L’architettura fa sia da oggetto che da soggetto di questa comune ricerca per immagini. Andrea e Daniele fotografano la loro terra, il mondo in cui sono cresciuti e che li ha definiti. ‘Pianura’ è il dialogo tra due città del Nord, Udine e Bergamo. L’architettura, in questo contesto, è “la forma in cui si concretizza l’antropizzazione della pianura nel corso del tempo”. I diversi stili, dall’antica tradizione contadina a quello novecentesco seguente il boom economico, fino a quello contemporaneo, definiscono in ultima analisi l’identità stessa di queste due popolazioni del nord Italia.

A guardarsi attorno con attenzione, i luoghi in cui viviamo e la maniera in cui decidiamo di abitarli si spogliano della loro funzione esclusivamente pratica per rivelare significati ulteriori. Attraverso lo sguardo fotografico è possibile “unire” luoghi spazialmente distanti, facilitando in questo modo la riflessione sui messaggi che la “faccia” di un agglomerato urbano può comunicare. Una porta, per esempio, non è soltanto un’apertura necessaria per entrare in un’abitazione che serve il suo scopo: una volta che viene fotografata e accostata ad altre porte si intuisce facilmente che ognuna di queste significa qualcosa, è parte attiva di una narrazione collettiva.
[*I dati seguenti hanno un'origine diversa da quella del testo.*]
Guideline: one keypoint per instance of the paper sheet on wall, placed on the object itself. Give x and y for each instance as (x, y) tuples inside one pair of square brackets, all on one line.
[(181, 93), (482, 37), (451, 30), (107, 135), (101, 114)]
La città, insomma, può essere vista come la costruzione fisica di un’identità comune che si estende sia nello spazio che nel tempo.

Proprio come l’essenza di una comunità, la città è costituita da singole parti, ognuna caratterizzata a seconda di un determinato gusto, dal sobrio al kitsch. è l’incontro della dimensione pubblica con quella privata. ‘Pianura’, con l’accostamento delle diverse parti, rende visibile l’insieme. Le scelte legate al disegno e alla costruzione della casa sono profondamente rivelatrici della personalità di chi la pensa e la crea. L’abitazione d’altronde riflette, piuttosto letteralmente, la vita. Se il senso estetico è essenziale, è altrettanto vero che questo non può prescindere dalla praticità dell’esistenza. Il risultato è un insieme di gusto e necessità, di scelte consapevoli e di bisogni obbligati.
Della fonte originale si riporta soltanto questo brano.